Il est tenu compte de la circonstance que le consommateur moyen n’a que rarement la possibilité de procéder à une comparaison directe des différentes marques mais doit se fier à l’image non parfaite qu’il en a gardée en mémoire (22/06/1999, C-342/97, Lloyd Schuhfabrik, EU:C:1999:323, § 26).
Même les consommateurs faisant preuve d’un niveau d’attention élevé doivent se fier à l’image imparfaite des marques qu’ils ont gardée en mémoire (21/11/2013, T-443/12, ancotel. (marque fig.)/ACOTEL (marque fig.) et al., EU:T:2013:605, § 54].

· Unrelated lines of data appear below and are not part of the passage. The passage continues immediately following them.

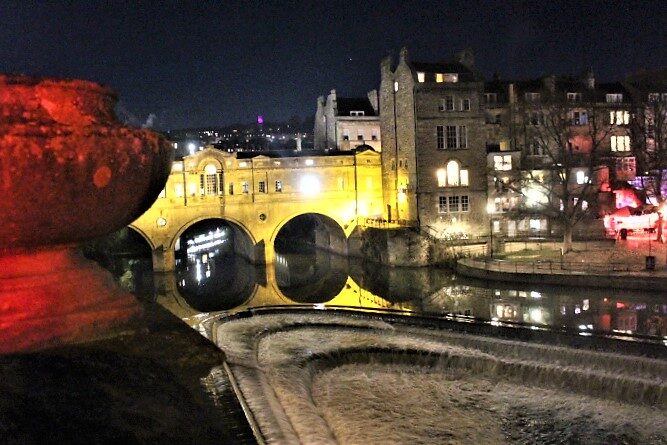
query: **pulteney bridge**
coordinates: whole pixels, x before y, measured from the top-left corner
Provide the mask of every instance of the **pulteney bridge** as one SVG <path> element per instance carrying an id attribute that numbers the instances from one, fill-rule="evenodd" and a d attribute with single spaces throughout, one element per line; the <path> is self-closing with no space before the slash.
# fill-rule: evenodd
<path id="1" fill-rule="evenodd" d="M 358 221 L 382 215 L 380 154 L 370 147 L 289 157 L 207 148 L 174 162 L 160 197 L 130 228 L 149 243 L 153 269 L 170 271 L 181 235 L 200 221 L 225 221 L 234 251 L 262 264 L 274 261 L 280 229 L 301 215 L 317 221 L 318 245 L 346 253 Z"/>

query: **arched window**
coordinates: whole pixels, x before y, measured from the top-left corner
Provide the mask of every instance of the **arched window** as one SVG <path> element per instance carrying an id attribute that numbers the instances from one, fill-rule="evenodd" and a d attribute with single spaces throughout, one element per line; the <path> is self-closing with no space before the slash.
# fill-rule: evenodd
<path id="1" fill-rule="evenodd" d="M 204 174 L 200 176 L 200 192 L 212 196 L 222 194 L 222 173 L 218 173 L 215 164 L 206 164 Z"/>
<path id="2" fill-rule="evenodd" d="M 469 183 L 468 170 L 454 160 L 449 161 L 446 168 L 436 170 L 435 176 L 438 187 L 467 187 Z"/>

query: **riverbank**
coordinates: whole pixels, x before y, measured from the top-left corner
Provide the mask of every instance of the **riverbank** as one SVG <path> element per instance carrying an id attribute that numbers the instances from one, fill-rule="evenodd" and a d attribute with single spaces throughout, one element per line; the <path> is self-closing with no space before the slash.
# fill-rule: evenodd
<path id="1" fill-rule="evenodd" d="M 667 245 L 637 235 L 580 244 L 564 255 L 554 246 L 463 258 L 457 273 L 485 280 L 667 291 Z"/>

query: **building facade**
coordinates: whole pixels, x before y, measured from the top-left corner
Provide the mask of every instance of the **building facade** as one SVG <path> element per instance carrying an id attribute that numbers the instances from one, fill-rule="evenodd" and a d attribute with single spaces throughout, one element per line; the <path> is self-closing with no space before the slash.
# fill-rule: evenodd
<path id="1" fill-rule="evenodd" d="M 367 97 L 338 97 L 331 90 L 326 99 L 317 99 L 314 144 L 316 150 L 348 151 L 367 145 L 375 151 L 382 149 L 378 94 L 370 91 Z"/>

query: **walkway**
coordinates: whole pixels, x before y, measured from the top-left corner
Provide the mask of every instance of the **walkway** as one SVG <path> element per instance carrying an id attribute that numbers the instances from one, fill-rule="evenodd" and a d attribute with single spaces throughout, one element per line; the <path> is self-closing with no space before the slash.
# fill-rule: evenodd
<path id="1" fill-rule="evenodd" d="M 652 270 L 649 256 L 654 261 Z M 501 259 L 464 258 L 457 272 L 498 281 L 667 291 L 667 245 L 639 235 L 618 240 L 609 248 L 574 251 L 562 257 L 554 256 L 553 251 L 534 251 Z"/>

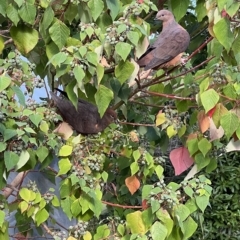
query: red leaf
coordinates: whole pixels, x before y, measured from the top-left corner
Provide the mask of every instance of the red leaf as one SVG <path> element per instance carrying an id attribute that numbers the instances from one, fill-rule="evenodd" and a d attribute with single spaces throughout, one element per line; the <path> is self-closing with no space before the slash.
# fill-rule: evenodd
<path id="1" fill-rule="evenodd" d="M 138 178 L 133 175 L 125 179 L 125 184 L 129 190 L 129 192 L 133 195 L 140 187 L 140 182 Z"/>
<path id="2" fill-rule="evenodd" d="M 181 174 L 194 163 L 187 148 L 185 147 L 172 150 L 170 152 L 170 161 L 174 167 L 175 175 Z"/>

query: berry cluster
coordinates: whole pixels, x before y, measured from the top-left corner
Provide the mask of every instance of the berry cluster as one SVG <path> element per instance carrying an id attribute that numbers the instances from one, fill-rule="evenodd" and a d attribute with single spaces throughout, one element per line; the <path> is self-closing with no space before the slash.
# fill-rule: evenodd
<path id="1" fill-rule="evenodd" d="M 154 11 L 157 10 L 156 6 L 149 0 L 144 0 L 143 3 L 133 1 L 123 10 L 123 17 L 127 18 L 129 15 L 132 14 L 134 16 L 139 16 L 142 10 L 145 10 L 145 12 L 147 13 L 149 11 L 149 7 Z"/>
<path id="2" fill-rule="evenodd" d="M 103 167 L 104 160 L 104 154 L 94 154 L 87 157 L 86 163 L 92 171 L 99 172 Z"/>
<path id="3" fill-rule="evenodd" d="M 58 122 L 61 120 L 61 117 L 54 111 L 54 109 L 46 109 L 44 111 L 44 117 L 47 121 Z"/>
<path id="4" fill-rule="evenodd" d="M 50 203 L 54 198 L 54 194 L 47 192 L 43 195 L 43 198 L 46 201 L 46 203 Z"/>
<path id="5" fill-rule="evenodd" d="M 23 150 L 28 148 L 28 144 L 24 143 L 22 140 L 15 140 L 11 143 L 11 151 L 20 155 Z"/>
<path id="6" fill-rule="evenodd" d="M 0 111 L 0 121 L 6 121 L 6 115 L 1 111 Z"/>
<path id="7" fill-rule="evenodd" d="M 0 92 L 0 101 L 1 100 L 7 100 L 7 92 L 5 90 L 3 90 L 2 92 Z"/>
<path id="8" fill-rule="evenodd" d="M 59 229 L 51 230 L 51 235 L 56 240 L 67 240 L 67 233 L 65 231 L 61 231 Z"/>
<path id="9" fill-rule="evenodd" d="M 177 109 L 173 109 L 171 105 L 165 105 L 163 112 L 165 113 L 165 118 L 167 119 L 161 126 L 162 129 L 167 128 L 168 126 L 173 126 L 177 131 L 183 125 L 186 125 L 189 120 L 189 113 L 182 112 L 179 113 Z"/>
<path id="10" fill-rule="evenodd" d="M 127 19 L 119 19 L 114 21 L 112 26 L 106 29 L 105 39 L 111 45 L 117 44 L 119 41 L 124 42 L 127 38 L 127 33 L 134 30 L 135 26 L 128 22 Z"/>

Compte tenu de tout ce qui précède, la division d’opposition estime qu’il existe un risque de confusion dans l’esprit de la partie non anglophone du public, telle que les parties du public parlant le bulgare, le polonais et l’espagnol, et que, dès lors, l’opposition est en partie fondée sur la base de l’enregistrement international désignant l’Union européenne no 1 503 013 de l’opposante. Comme indiqué ci-dessus dans la section c) de la présente décision, un risque de confusion pour seulement une partie du public pertinent de l’Union européenne suffit pour rejeter la demande contestée;
Il résulte de ce qui précède que la marque contestée doit être rejetée pour les services jugés identiques à ceux de la marque antérieure.
Les autres produits contestés sont différents. L’identité ou la similitude des produits et services étant une condition nécessaire à l’application de l’article 8, paragraphe 1, point b), du RMUE, l’opposition fondée sur cet article et dirigée contre ces produits ne saurait être accueillie.
FRAIS
Conformément à l’article 109, paragraphe 1, du RMUE, la partie perdante dans une procédure d’opposition doit supporter les taxes et frais exposés par l’autre partie. Conformément à l’article 109, paragraphe 3, du RMUE, dans la mesure où les parties succombent respectivement sur un ou plusieurs chefs, ou dans la mesure où l’équité l’exige, la division d’opposition décide d’une répartition différente des frais.
Étant donné que l’opposition n’est accueillie que pour une partie des produits et services contestés, les deux parties succombent respectivement sur un ou plusieurs chefs. Par conséquent, chaque partie doit supporter ses propres dépens.
Décision sur l’opposition no B 3 192 876 Page sur 8 8
De la division d’opposition
Gracia TORDESILLAS VICTORIA DAFAUCE Claudia SCHLIE MARTÍNEZ MENÉNDEZ
Conformément à l’article 67 du RMUE, toute partie peut recourir contre cette décision pour autant que cette dernière n’ait pas fait droit à ses prétentions. Conformément à l’article 68 du RMUE, le recours doit être formé par écrit auprès de l’Office dans un délai de deux mois à compter du jour de la notification de la présente décision. L’acte de recours est déposé dans la langue de procédure de la décision attaquée. En outre, un mémoire exposant les motifs du recours doit être déposé par écrit dans un délai de quatre mois à compter de cette date. Le recours n’est considéré comme formé qu’après paiement de la taxe de recours d’un montant de 720 EUR.